2008 module exam Flashcards
What will be less in a long term renal failure patient?
Erythroblasts
What is a correct order?
a. Yolk sac, liver & spleen & secondary lymphoid tissue, bone marrow
b. Amnion, lymphoid tissue, spleen
c. Placenta, spleen, BM, lymphoid
a. Yolk sac, liver & spleen & secondary lymphoid tissue, bone marrow
If platelet deficiency, which lineage is affected?
a. Myeloblast
b. Monoblast
c. Megakaryoblast
d. lymphoblast
c. Megakaryoblast
Child with swollen lymph nodes, heterophile positive blood. what virus does he have?
EBV
A man with tropical spastic paraparesis, what virus does he have?
HTLV-1
A chinese baby with nasopharyngeal carcinoma, what virus does he have?
EBV
In porphyria cutanea trada, taking sulfonamide, an antibiotic, provokes the symptoms ..why?

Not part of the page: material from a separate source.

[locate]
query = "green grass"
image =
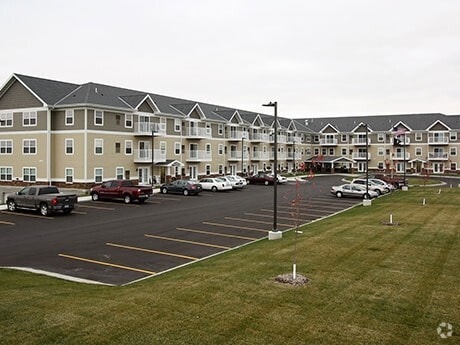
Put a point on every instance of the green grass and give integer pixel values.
(370, 284)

a. It promotes immunoglobulin synthesis
b. It activates cytochrome 450 pathway
b. It activates cytochrome 450 pathway
What is the purpose of giving hemin as a treatment for porphyria?
It inhibits delta-ALA synthase
What’s the most important enzyme in porphyrin synthesis
Delta-ALA synthase
If there is an increase in heme production, what occurs as a form of regulation?
Increase synthesis of globin
What is the compound in which hemoglobin Fe has six bonds?
a. Oxyhemoglobin
b. Deoxyhemoglobin
c. Methemoglobin
d. Carboxyhemoglobin
e. Hemoglobin
a. Oxyhemoglobin
What molecule is a negative effector in O2 binding to hemoglobin?
a. Carbon dioxide
b. Carbon monoxide
a. Carbon dioxide (Bohr Effect)
What is produced by RBC to control hemoglobin affinity to oxygen?
2,3 bisphosphoglycerate
What enzyme deficiency induces RBC hemolysis?
Glucose 6 phosphate dehydrogenase
Describe the oxygen affinity curve of myoglobin versus hemoglobin. (picture question)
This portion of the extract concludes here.